Beyond the reach of bloody conflicts in eastern Democratic Republic of Congo, rescued apes swing from one branch to another under the leafy canopy at a wildlife sanctuary.
On the edge of a national park that is home to endangered gorillas, the Lwiro Ape Rehabilitation Centre (CRPL) has for two decades nursed wounded and traumatised animals to recovery and taken in orphans.
The centre houses scores of chimpanzees, gorillas and bonobos among its wards, often saved from poachers in a region where illegal activities go largely unchallenged in the insecurity caused by many armed groups.
During a recent visit, half a dozen apes gathered behind a fence to choose the best banana to peel and eat after a fresh food delivery.
Female chimpanzees walked around, carrying their babies on their backs.
Each of the 110 chimpanzees at the sanctuary in South Kivu province eats six kilogrames (13.2 pounds) of fruit, cereals and vegetables a day, its staff say. The infants are bottle-fed.
“These orphaned baby chimps are coming to us because of insecurity and war,” centre manager Sylvestre Libaku said, urging the government to secure the region to “let the animals live peacefully in their natural habitat”.
– ‘Unhealed wounds’ –
Weeks or even months of effort are needed to stabilise an animal in its new home. Tarzan, a chimpanzee collected last June in Bunia in the troubled Ituri province to the north, still lives in quarantine.

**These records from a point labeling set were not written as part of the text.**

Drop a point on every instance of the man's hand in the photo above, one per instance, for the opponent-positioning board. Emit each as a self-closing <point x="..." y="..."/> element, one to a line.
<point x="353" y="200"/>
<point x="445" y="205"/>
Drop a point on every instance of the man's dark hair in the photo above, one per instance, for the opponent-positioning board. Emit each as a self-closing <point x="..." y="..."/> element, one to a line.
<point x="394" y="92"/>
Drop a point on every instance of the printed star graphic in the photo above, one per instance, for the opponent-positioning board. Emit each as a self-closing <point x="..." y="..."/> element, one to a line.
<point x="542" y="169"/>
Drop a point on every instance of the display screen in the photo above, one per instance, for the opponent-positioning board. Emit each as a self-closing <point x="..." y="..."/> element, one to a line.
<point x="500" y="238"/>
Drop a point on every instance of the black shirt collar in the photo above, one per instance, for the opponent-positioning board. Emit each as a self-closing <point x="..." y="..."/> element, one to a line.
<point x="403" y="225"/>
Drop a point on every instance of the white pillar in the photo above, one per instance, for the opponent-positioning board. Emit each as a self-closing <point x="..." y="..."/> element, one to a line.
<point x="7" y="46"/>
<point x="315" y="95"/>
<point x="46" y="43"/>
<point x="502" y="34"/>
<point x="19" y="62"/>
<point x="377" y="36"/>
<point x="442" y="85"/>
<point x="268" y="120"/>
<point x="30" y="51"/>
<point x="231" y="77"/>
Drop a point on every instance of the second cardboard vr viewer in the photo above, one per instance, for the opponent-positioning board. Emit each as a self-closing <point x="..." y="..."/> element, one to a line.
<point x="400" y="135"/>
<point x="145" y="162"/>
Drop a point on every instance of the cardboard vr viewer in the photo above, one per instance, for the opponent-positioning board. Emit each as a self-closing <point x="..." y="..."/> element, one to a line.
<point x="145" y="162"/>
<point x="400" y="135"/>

The ape has unhealed wounds on his skull, but “is doing better. The hair is starting to grow [but] he is still kept in his cage, waiting for him to be able to mix with the others”, Libaku said.
However, Byaombe, another injured chimpanzee picked up more than a year ago, is a source of worry. The animal receives care every day but “without success — its future is not reassuring”, he said.
In his laboratory, Damien Muhugura handles samples taken from sick animals.
“We do parasitological analyses to search for intestinal worms, for example,” among other bacteriological and biochemical risks, he explained.
The facility extends over four hectares (almost 10 acres) inside the Kahuzi-Biega National Park, named after two extinct volcanoes and listed as a UN World Heritage Site.
Animals brought in from large forests where they roamed freely “feel trapped” on the small territory, said Assumani Martin, a veterinarian for the CRPL.
In November 2020, 39 grey parrots were released into the Kahuzi-Biega forest, after a stay for adaptation at the Lwiro facility, founded in 2002 by the Congolese Institute for the Conservation of Nature and the Centre for Research in Natural Sciences.
Since then, no animals have been introduced to the reserve because of the insecurity in and around the protected domain, Libaku says.
Covering 600,000 hectares, the national park lies between the extinct Kahuzi and Biega volcanoes. It provides a sanctuary to a remarkable diversity of wildlife, including some 250 eastern lowland gorillas, the last of their kind.
UNESCO describes the park as “one of the ecologically richest regions of Africa and worldwide”, but it is also one of 52 sites on the World Heritage endangered list for the planet.